Poi cosa è successo?
“Ho trascorso due anni in America dove ho concluso il master. La North Carolina ha un’università più vivace della sorella del sud. L’Ateneo è un crocevia di studiosi da tutto il mondo, e nonostante la distanza e lo spaesamento, non ci si sente poi così lontani da casa. Dopo il master, però, sono nuovamente tornato in Italia, a Rimini, e ho passato tre anni a lavorare come consulente aziendale. Questa ulteriore esperienza ha maturato ancora di più l’idea di rimanere in ambito accademico, per cui, alla fine, nel 2004 sono nuovamente ripartito per la Unc e ho conseguito il dottorato”.
L’esperienza di lavoro ti è stata in qualche modo utile? O la reputi tempo perso?
“No assolutamente, anche perché l’università americana risente molto delle logiche aziendali ed è necessario sapersi muovere tra le lezioni, gli studi e la capacità di trovare fondi e finanziamenti per i progetti. Acquisire delle competenze manageriali fa sicuramente bene, permette di essere meno fuori dal mondo, come capita a molti accademici”.
Ora sei stabile in Università. Questa è la tua ultima scelta o sei ancora indeciso sul tuo futuro?

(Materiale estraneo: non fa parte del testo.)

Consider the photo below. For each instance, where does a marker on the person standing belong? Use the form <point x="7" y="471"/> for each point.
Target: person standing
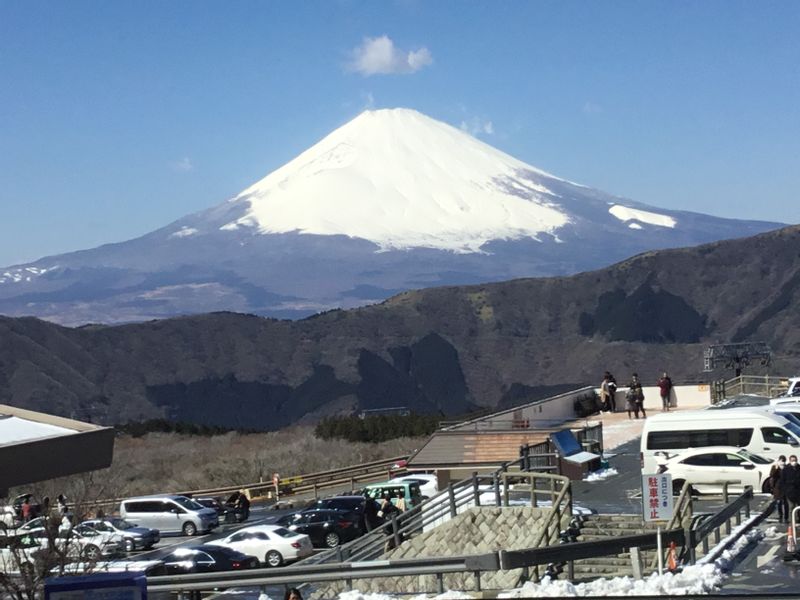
<point x="790" y="484"/>
<point x="612" y="391"/>
<point x="665" y="389"/>
<point x="605" y="394"/>
<point x="777" y="490"/>
<point x="637" y="396"/>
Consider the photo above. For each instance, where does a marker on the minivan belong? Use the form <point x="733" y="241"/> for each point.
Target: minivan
<point x="407" y="490"/>
<point x="758" y="430"/>
<point x="169" y="514"/>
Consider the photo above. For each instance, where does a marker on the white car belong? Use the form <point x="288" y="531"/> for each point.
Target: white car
<point x="705" y="468"/>
<point x="271" y="544"/>
<point x="18" y="554"/>
<point x="428" y="484"/>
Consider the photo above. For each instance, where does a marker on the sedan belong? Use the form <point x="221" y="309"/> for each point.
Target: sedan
<point x="272" y="544"/>
<point x="207" y="558"/>
<point x="134" y="538"/>
<point x="706" y="468"/>
<point x="326" y="527"/>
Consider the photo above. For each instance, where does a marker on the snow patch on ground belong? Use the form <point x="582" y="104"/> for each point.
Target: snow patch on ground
<point x="184" y="232"/>
<point x="700" y="579"/>
<point x="625" y="213"/>
<point x="24" y="274"/>
<point x="403" y="180"/>
<point x="601" y="474"/>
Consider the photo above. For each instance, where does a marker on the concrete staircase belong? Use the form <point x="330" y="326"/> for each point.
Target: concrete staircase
<point x="603" y="527"/>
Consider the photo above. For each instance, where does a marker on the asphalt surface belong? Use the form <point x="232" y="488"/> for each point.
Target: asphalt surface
<point x="758" y="569"/>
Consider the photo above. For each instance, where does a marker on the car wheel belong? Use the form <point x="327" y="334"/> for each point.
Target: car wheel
<point x="91" y="552"/>
<point x="273" y="558"/>
<point x="26" y="570"/>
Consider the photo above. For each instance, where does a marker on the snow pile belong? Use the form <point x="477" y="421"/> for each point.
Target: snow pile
<point x="625" y="213"/>
<point x="601" y="474"/>
<point x="699" y="579"/>
<point x="403" y="180"/>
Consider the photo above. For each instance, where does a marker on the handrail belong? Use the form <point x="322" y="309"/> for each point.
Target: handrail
<point x="298" y="483"/>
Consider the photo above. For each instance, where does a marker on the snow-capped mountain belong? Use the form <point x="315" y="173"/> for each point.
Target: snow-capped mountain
<point x="392" y="200"/>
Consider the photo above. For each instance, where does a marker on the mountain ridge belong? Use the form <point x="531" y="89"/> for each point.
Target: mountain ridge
<point x="436" y="207"/>
<point x="447" y="349"/>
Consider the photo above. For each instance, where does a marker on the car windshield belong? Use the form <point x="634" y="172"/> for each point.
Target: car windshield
<point x="284" y="532"/>
<point x="794" y="428"/>
<point x="121" y="524"/>
<point x="754" y="458"/>
<point x="188" y="503"/>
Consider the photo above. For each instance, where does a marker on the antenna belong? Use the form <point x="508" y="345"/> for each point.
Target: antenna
<point x="736" y="356"/>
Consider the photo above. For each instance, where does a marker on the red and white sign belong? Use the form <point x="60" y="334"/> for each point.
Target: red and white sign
<point x="657" y="497"/>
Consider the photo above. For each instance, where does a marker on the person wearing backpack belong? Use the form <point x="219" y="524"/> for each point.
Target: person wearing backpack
<point x="636" y="397"/>
<point x="665" y="389"/>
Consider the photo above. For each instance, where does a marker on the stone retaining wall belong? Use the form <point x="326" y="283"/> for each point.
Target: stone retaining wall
<point x="477" y="531"/>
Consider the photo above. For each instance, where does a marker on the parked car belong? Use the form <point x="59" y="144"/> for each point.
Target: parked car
<point x="206" y="558"/>
<point x="19" y="554"/>
<point x="703" y="468"/>
<point x="87" y="543"/>
<point x="326" y="527"/>
<point x="428" y="484"/>
<point x="133" y="537"/>
<point x="271" y="544"/>
<point x="169" y="514"/>
<point x="227" y="511"/>
<point x="408" y="491"/>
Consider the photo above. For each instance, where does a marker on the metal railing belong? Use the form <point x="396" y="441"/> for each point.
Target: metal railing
<point x="310" y="572"/>
<point x="299" y="484"/>
<point x="762" y="385"/>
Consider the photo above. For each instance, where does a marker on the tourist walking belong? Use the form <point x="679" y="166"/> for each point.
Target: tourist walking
<point x="790" y="484"/>
<point x="777" y="489"/>
<point x="665" y="389"/>
<point x="635" y="397"/>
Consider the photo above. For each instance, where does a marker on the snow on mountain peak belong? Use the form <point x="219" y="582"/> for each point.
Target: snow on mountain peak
<point x="401" y="179"/>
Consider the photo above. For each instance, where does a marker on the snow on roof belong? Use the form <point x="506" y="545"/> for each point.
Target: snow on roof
<point x="14" y="430"/>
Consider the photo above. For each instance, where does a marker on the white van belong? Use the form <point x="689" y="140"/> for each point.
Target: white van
<point x="758" y="430"/>
<point x="169" y="514"/>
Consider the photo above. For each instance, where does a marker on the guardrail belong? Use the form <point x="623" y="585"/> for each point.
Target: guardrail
<point x="299" y="484"/>
<point x="763" y="385"/>
<point x="309" y="572"/>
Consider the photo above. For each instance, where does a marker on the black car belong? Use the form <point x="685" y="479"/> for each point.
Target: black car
<point x="205" y="558"/>
<point x="233" y="510"/>
<point x="326" y="527"/>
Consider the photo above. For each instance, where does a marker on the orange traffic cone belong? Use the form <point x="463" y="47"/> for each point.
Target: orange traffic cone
<point x="672" y="557"/>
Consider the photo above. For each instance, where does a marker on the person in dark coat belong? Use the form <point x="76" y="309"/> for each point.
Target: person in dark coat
<point x="777" y="490"/>
<point x="790" y="484"/>
<point x="665" y="389"/>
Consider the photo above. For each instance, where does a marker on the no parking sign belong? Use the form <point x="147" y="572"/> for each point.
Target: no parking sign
<point x="657" y="497"/>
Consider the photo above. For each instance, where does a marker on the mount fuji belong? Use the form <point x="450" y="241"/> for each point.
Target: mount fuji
<point x="390" y="201"/>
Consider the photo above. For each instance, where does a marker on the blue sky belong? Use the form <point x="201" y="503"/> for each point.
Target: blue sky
<point x="119" y="117"/>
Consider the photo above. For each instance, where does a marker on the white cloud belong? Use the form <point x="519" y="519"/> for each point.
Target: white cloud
<point x="379" y="56"/>
<point x="183" y="165"/>
<point x="476" y="126"/>
<point x="590" y="108"/>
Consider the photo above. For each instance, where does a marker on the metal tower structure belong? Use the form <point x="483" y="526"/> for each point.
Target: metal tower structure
<point x="736" y="356"/>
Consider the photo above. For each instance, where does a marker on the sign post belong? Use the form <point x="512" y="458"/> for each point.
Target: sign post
<point x="657" y="506"/>
<point x="276" y="481"/>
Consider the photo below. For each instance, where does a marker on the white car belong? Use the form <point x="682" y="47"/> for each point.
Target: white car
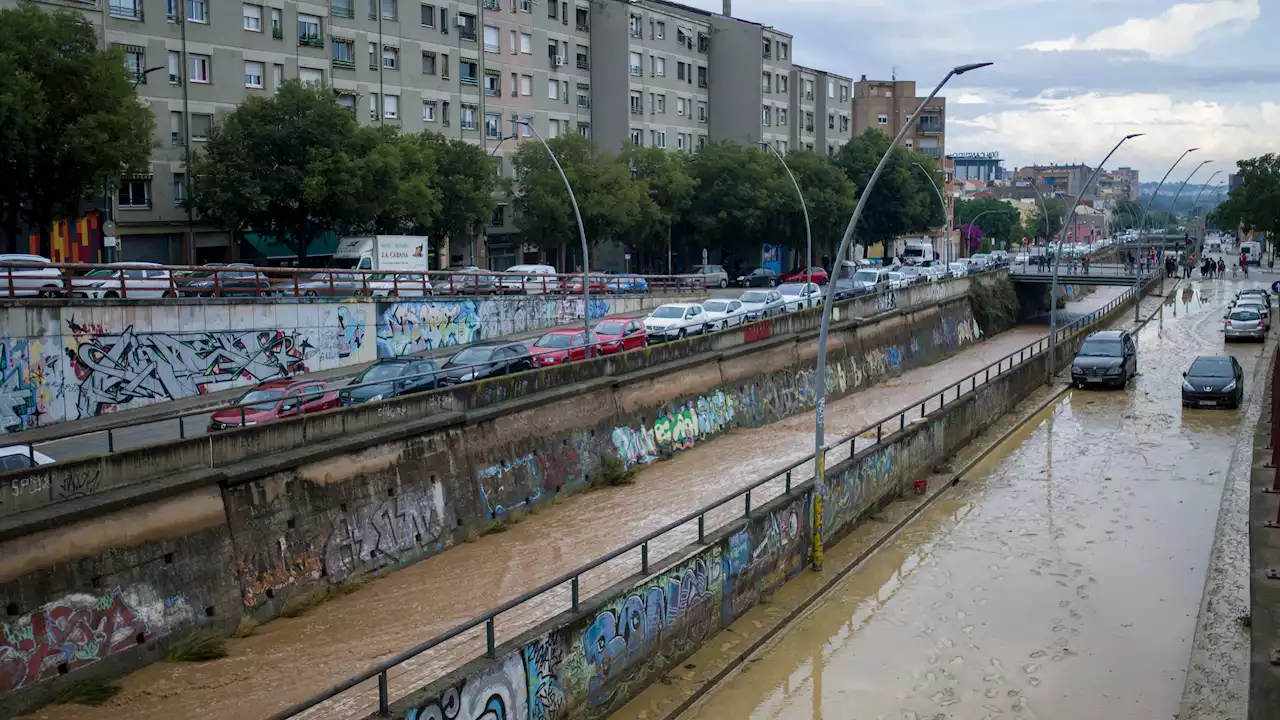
<point x="124" y="279"/>
<point x="725" y="313"/>
<point x="760" y="304"/>
<point x="798" y="296"/>
<point x="676" y="320"/>
<point x="17" y="282"/>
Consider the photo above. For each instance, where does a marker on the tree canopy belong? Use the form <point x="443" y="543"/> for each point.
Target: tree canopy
<point x="69" y="118"/>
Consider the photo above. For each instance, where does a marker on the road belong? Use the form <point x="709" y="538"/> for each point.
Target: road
<point x="1064" y="580"/>
<point x="338" y="639"/>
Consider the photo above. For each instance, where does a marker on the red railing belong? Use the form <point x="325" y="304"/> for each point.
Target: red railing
<point x="149" y="281"/>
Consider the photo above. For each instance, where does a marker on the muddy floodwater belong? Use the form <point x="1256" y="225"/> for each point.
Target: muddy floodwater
<point x="1061" y="579"/>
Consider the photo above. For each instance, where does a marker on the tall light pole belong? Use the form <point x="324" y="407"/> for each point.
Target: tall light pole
<point x="1057" y="259"/>
<point x="804" y="208"/>
<point x="581" y="235"/>
<point x="819" y="455"/>
<point x="944" y="203"/>
<point x="1142" y="228"/>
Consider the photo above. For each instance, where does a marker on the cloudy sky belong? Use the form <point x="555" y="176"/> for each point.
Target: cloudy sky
<point x="1070" y="78"/>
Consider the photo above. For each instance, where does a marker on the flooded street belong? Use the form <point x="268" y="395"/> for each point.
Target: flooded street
<point x="291" y="659"/>
<point x="1063" y="579"/>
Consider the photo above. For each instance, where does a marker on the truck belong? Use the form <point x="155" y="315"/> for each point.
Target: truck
<point x="383" y="253"/>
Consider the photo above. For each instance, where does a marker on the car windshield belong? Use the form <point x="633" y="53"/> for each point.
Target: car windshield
<point x="261" y="399"/>
<point x="1097" y="347"/>
<point x="553" y="341"/>
<point x="1211" y="368"/>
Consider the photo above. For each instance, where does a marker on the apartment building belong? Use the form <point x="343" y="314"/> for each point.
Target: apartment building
<point x="887" y="105"/>
<point x="823" y="119"/>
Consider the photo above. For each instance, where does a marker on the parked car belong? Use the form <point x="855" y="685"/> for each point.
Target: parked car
<point x="23" y="282"/>
<point x="813" y="274"/>
<point x="1244" y="323"/>
<point x="274" y="400"/>
<point x="1105" y="358"/>
<point x="758" y="277"/>
<point x="124" y="279"/>
<point x="798" y="296"/>
<point x="1214" y="381"/>
<point x="713" y="276"/>
<point x="557" y="347"/>
<point x="676" y="320"/>
<point x="617" y="335"/>
<point x="393" y="377"/>
<point x="487" y="360"/>
<point x="760" y="304"/>
<point x="725" y="313"/>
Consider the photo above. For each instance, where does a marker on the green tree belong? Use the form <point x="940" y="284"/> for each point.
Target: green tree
<point x="293" y="165"/>
<point x="69" y="118"/>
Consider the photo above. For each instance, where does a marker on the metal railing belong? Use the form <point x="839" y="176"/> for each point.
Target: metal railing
<point x="146" y="281"/>
<point x="673" y="536"/>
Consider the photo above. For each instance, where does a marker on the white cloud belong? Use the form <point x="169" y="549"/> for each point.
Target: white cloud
<point x="1083" y="128"/>
<point x="1176" y="30"/>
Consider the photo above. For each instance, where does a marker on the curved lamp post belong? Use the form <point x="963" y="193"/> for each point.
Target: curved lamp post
<point x="1142" y="228"/>
<point x="804" y="208"/>
<point x="941" y="201"/>
<point x="819" y="455"/>
<point x="1057" y="259"/>
<point x="581" y="235"/>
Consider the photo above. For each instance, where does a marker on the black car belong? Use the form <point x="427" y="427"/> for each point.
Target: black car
<point x="1106" y="358"/>
<point x="759" y="277"/>
<point x="392" y="378"/>
<point x="1214" y="381"/>
<point x="487" y="360"/>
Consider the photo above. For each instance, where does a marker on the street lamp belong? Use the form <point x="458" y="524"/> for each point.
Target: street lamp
<point x="1142" y="228"/>
<point x="804" y="208"/>
<point x="941" y="201"/>
<point x="581" y="235"/>
<point x="819" y="456"/>
<point x="1057" y="258"/>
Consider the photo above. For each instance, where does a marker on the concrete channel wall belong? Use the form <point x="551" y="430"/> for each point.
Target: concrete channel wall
<point x="246" y="537"/>
<point x="588" y="664"/>
<point x="74" y="359"/>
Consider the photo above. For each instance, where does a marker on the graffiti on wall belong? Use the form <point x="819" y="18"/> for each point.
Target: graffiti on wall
<point x="78" y="629"/>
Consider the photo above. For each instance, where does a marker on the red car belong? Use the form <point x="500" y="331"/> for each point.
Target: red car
<point x="798" y="276"/>
<point x="274" y="400"/>
<point x="621" y="333"/>
<point x="561" y="346"/>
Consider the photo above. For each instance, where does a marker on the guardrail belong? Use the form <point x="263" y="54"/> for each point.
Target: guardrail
<point x="676" y="532"/>
<point x="150" y="281"/>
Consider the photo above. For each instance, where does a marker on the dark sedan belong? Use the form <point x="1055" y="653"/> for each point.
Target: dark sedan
<point x="1214" y="381"/>
<point x="392" y="378"/>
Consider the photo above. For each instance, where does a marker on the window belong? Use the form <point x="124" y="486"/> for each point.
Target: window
<point x="197" y="68"/>
<point x="135" y="194"/>
<point x="252" y="74"/>
<point x="309" y="31"/>
<point x="201" y="126"/>
<point x="254" y="18"/>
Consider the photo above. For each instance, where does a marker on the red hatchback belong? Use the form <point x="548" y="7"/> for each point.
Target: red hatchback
<point x="274" y="400"/>
<point x="618" y="335"/>
<point x="798" y="276"/>
<point x="561" y="346"/>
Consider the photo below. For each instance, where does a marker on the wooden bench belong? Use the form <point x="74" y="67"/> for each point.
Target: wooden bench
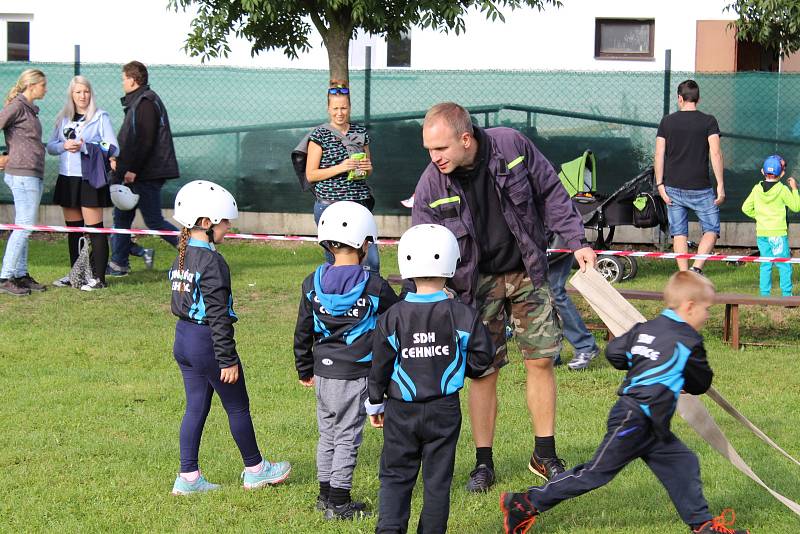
<point x="732" y="301"/>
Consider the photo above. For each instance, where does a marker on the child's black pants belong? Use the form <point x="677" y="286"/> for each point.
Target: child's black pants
<point x="629" y="436"/>
<point x="414" y="432"/>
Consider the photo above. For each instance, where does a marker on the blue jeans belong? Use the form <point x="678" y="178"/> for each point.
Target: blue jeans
<point x="574" y="328"/>
<point x="373" y="263"/>
<point x="775" y="247"/>
<point x="150" y="205"/>
<point x="27" y="191"/>
<point x="700" y="201"/>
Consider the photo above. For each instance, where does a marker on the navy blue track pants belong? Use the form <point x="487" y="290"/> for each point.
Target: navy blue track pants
<point x="194" y="352"/>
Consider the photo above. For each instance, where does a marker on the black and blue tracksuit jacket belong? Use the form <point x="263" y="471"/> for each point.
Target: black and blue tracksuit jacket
<point x="201" y="293"/>
<point x="423" y="347"/>
<point x="333" y="335"/>
<point x="662" y="356"/>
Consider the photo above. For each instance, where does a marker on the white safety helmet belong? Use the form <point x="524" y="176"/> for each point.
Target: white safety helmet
<point x="428" y="250"/>
<point x="123" y="198"/>
<point x="202" y="198"/>
<point x="348" y="223"/>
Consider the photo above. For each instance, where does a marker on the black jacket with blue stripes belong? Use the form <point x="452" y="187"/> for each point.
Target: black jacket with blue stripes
<point x="333" y="334"/>
<point x="662" y="356"/>
<point x="424" y="346"/>
<point x="201" y="293"/>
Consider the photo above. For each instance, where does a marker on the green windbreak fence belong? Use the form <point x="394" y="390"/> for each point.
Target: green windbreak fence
<point x="238" y="126"/>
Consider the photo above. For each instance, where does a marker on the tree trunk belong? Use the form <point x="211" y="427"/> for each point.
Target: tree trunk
<point x="338" y="44"/>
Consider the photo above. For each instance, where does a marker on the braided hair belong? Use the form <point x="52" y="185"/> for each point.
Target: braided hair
<point x="182" y="244"/>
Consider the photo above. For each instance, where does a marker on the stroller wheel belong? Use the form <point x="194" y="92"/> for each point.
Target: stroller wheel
<point x="631" y="267"/>
<point x="611" y="268"/>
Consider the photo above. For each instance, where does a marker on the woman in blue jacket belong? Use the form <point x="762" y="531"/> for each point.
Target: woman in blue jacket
<point x="80" y="128"/>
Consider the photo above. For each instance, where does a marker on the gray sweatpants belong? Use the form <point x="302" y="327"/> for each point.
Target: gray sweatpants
<point x="340" y="418"/>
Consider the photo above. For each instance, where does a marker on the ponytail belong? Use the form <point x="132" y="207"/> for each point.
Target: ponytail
<point x="26" y="79"/>
<point x="182" y="244"/>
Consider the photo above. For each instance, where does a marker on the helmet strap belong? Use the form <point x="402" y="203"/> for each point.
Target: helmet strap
<point x="210" y="234"/>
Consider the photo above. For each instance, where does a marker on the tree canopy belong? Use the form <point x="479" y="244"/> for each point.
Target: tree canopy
<point x="286" y="24"/>
<point x="774" y="24"/>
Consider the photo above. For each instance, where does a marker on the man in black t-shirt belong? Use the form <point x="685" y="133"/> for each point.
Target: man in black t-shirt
<point x="685" y="142"/>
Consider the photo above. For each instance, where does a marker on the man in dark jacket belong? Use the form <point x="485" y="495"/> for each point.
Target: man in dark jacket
<point x="146" y="161"/>
<point x="496" y="192"/>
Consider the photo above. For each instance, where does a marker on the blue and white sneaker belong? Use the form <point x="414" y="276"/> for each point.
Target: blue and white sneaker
<point x="269" y="475"/>
<point x="184" y="487"/>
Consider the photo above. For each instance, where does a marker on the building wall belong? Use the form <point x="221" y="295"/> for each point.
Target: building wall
<point x="115" y="31"/>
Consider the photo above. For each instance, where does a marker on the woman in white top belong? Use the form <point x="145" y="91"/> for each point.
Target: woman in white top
<point x="79" y="125"/>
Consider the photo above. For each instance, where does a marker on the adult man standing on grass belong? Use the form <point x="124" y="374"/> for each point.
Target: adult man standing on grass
<point x="147" y="159"/>
<point x="496" y="192"/>
<point x="685" y="142"/>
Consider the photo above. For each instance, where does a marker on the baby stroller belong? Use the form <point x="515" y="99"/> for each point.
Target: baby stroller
<point x="635" y="203"/>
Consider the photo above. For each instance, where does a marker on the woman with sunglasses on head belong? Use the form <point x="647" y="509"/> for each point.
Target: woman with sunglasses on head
<point x="339" y="162"/>
<point x="79" y="125"/>
<point x="24" y="169"/>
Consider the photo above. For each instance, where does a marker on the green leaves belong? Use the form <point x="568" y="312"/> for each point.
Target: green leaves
<point x="774" y="24"/>
<point x="286" y="24"/>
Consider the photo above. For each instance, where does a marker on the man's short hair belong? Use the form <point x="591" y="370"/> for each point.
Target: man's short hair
<point x="689" y="91"/>
<point x="453" y="115"/>
<point x="136" y="71"/>
<point x="686" y="285"/>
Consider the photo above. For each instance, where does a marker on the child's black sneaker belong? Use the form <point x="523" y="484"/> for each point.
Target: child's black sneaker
<point x="480" y="479"/>
<point x="519" y="514"/>
<point x="349" y="511"/>
<point x="546" y="468"/>
<point x="322" y="503"/>
<point x="720" y="524"/>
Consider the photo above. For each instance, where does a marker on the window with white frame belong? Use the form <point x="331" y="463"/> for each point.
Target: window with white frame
<point x="18" y="40"/>
<point x="398" y="50"/>
<point x="624" y="38"/>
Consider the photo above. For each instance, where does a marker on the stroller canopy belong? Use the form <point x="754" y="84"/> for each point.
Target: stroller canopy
<point x="580" y="174"/>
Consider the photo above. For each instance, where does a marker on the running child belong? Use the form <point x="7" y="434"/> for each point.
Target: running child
<point x="767" y="203"/>
<point x="339" y="305"/>
<point x="422" y="349"/>
<point x="204" y="346"/>
<point x="662" y="357"/>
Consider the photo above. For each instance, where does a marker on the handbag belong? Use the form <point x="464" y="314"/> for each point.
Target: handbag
<point x="81" y="272"/>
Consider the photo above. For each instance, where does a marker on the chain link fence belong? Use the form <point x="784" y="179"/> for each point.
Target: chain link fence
<point x="238" y="126"/>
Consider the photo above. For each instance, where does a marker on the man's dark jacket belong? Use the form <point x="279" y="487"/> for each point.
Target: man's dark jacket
<point x="145" y="138"/>
<point x="531" y="198"/>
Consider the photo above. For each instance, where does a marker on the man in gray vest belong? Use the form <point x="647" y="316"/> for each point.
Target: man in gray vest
<point x="146" y="161"/>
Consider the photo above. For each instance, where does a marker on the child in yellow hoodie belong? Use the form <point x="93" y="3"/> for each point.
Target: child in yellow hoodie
<point x="767" y="204"/>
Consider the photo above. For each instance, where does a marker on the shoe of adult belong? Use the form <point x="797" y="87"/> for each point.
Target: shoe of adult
<point x="93" y="285"/>
<point x="27" y="282"/>
<point x="112" y="269"/>
<point x="8" y="286"/>
<point x="481" y="479"/>
<point x="149" y="255"/>
<point x="349" y="511"/>
<point x="581" y="360"/>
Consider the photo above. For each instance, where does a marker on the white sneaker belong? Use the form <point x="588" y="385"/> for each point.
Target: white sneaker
<point x="93" y="284"/>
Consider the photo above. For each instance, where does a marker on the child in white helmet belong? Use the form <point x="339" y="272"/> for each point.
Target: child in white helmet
<point x="422" y="349"/>
<point x="204" y="346"/>
<point x="339" y="305"/>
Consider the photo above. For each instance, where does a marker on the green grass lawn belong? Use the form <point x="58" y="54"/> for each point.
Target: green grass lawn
<point x="92" y="401"/>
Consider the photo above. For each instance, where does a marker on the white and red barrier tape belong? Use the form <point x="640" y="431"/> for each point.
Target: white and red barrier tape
<point x="273" y="237"/>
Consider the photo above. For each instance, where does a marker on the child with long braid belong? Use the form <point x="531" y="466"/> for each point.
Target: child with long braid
<point x="204" y="346"/>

“Se tutto continuerà così tra due anni non sarò più Assistant ma professore di ruolo, per cui attualmente la mia intenzione è quella di rimanere qui. Non nego che a fronte di una grande soddisfazione personale – studio, faccio ricerca e sto mandando in stampa il mio primo libro – soffro un po’ la mancanza dello stile di vita italiano. L’idea di uscire per strada e fermarsi a chiacchierare con le persone mi manca. La facilità con cui si intrattengono rapporti e si fa amicizia, la vita sociale in generale qui è davvero scarsa. La tendenza di chi vive da questa parti è quella di farsi una famiglia il prima possibile e poi dedicarsi a questa e al lavoro”.
Pensi un giorno di ritornare in Italia?
“Sono molto scettico sulla situazione del Paese. Penso che sia ormai stata confermata la tendenza di mantenere lo status quo, di non innovare, di lasciare tutto così com’è e soprattutto nelle mani di chi c’è da una vita. Vista da fuori, l’Italia è un luogo perfetto per fare le vacanze e per ritirarsi quando si ha finito di lavorare. Ma l’idea di scontrarsi con un sistema che privilegia la gerontocrazia rispetto ai giovani mi toglie la voglia di tornare. Almeno in questo momento. So di essere molto negativo e che i problemi non mancano anche nel resto del mondo. L’America è l’esatto contrario. Se l’Italia è il paese dei vecchi, gli USA lo sono dei giovani. L’America è molto dinamica, ci sono grandi possibilità, ma quando si finisce di lavorare si viene parcheggiati in un istituto o abbandonati e non c’è modo di essere utili a niente e a nessuno. Esistono dei veri e propri centri solo per anziani, in cui non è permesso l’ingresso a chi è minore di 50 anni, per non turbare gli ospiti. È un luogo strano, però le occasioni di lavoro non mancano, anche se in questi ultimi anni le maglie si sono strette e forse è più difficile per un non americano essere assunto”.
Pensi di diventare cittadino americano?
“Attualmente sono solo residente, però sì, penso a breve di chiedere la cittadinanza”.